While there are quite a few points that could ultimately sink this latest deal, the two that stick out the most involve the ideas of reciprocity and to what extent the two sides will cooperate.

We’ll begin with reciprocity, which is mentioned three times in the two CSRC statements. “The agreement is equally binding on both sides,” the CSRC says in its Q&A document. “Regulators from both China and the U.S. can conduct inspections and investigations of relevant audit firms in the other’s jurisdiction pursuant to their statutory mandates.”

We can look at the reciprocity issue in two ways. At one level this looks like face-saving language, basically the CSRC’s way of saying it’s also gaining new access it previously didn’t have. But at the same time, the Chinese regulator could actually try to exercise its new access, for example by requesting to see U.S.-based accounting records of Chinese firms, or records on U.S. firms’ Chinese operations. In both instances, the PCAOB and SEC may lack the authority to provide such access, and might not give it even if they did without strong justification.

Then there’s the issue of cooperation. The PCAOB says it expects “complete access to the audit work papers, audit personnel, and other information we need to inspect and investigate any firm we choose, with no loopholes and no exceptions.”

But the CSRC says the agreement should involve cooperation throughout the process. “The two sides willcommunicate and coordinate in advance to plan for inspections and investigations,” it says. “The Chinese side will also take part in and assist in the interviews and testimonies of relevant personnel of audit firms requested by the U.S. side.”

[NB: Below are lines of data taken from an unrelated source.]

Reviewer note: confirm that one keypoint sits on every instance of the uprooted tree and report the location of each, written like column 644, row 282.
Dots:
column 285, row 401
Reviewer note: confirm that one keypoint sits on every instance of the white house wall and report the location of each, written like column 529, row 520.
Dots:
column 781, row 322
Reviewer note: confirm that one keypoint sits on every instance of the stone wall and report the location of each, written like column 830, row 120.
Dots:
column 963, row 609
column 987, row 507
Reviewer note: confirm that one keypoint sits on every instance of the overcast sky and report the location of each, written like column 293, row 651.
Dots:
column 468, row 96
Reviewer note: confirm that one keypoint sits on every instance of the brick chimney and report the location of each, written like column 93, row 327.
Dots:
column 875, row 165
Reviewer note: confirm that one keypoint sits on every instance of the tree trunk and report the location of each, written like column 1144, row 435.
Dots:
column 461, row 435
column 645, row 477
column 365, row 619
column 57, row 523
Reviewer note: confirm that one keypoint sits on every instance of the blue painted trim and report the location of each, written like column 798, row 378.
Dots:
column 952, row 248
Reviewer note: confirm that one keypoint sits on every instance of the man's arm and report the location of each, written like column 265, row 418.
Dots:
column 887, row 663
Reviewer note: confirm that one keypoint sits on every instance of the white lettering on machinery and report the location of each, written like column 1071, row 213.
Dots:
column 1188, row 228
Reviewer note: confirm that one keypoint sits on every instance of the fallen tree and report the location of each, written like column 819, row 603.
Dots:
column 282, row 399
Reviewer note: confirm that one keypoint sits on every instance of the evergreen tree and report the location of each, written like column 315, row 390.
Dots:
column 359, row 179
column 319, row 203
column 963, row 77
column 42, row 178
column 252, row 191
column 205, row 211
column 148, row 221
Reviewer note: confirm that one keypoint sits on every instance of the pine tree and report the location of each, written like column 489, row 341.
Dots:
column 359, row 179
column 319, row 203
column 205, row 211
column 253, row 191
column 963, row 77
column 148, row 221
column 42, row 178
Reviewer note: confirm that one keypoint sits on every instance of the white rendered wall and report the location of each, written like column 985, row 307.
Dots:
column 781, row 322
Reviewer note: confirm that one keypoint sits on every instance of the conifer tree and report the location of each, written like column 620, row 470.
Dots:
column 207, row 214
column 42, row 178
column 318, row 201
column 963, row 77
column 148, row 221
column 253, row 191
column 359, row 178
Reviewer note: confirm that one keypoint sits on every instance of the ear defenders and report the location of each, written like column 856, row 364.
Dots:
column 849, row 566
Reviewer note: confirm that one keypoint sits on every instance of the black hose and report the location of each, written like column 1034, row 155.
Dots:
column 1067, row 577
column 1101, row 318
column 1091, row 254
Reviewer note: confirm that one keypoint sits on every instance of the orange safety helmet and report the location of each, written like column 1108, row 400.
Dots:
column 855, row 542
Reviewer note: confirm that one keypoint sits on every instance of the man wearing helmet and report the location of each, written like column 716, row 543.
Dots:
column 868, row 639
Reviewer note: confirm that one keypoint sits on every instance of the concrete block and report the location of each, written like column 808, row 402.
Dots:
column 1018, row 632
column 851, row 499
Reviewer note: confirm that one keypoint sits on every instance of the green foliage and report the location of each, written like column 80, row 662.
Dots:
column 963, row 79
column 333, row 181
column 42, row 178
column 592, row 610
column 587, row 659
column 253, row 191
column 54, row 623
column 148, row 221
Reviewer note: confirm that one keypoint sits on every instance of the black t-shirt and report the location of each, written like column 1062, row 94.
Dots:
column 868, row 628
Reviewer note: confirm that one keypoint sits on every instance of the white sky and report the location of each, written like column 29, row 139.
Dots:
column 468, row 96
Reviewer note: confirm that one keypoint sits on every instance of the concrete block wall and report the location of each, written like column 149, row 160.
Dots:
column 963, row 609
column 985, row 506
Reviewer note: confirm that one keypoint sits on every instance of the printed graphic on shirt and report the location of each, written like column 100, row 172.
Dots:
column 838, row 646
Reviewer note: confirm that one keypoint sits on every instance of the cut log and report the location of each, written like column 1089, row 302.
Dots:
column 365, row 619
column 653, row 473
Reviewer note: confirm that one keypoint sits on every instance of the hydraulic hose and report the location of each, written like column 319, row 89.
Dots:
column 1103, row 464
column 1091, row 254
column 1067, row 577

While those two statements aren’t necessarily contradictory, they do leave quite a bit of room for disagreement. The PCAOB seems to be saying “we will do things our way, and you will make sure we get what we want.” That’s a bit different from the CSRC’s attitude, which seems to be “all decisions must be based on joint discussions, including which companies are targeted and how they are inspected.”

At the end of the day there are no overt contradictions in the two sides’ stances, which is why they could actually sign an agreement. But execution could be far more difficult based on different assumptions each side is bringing to this new deal. That makes us skeptical that the PCAOB will give an unconditional “thumbs up” when it makes its determination at the end of the trial period in December.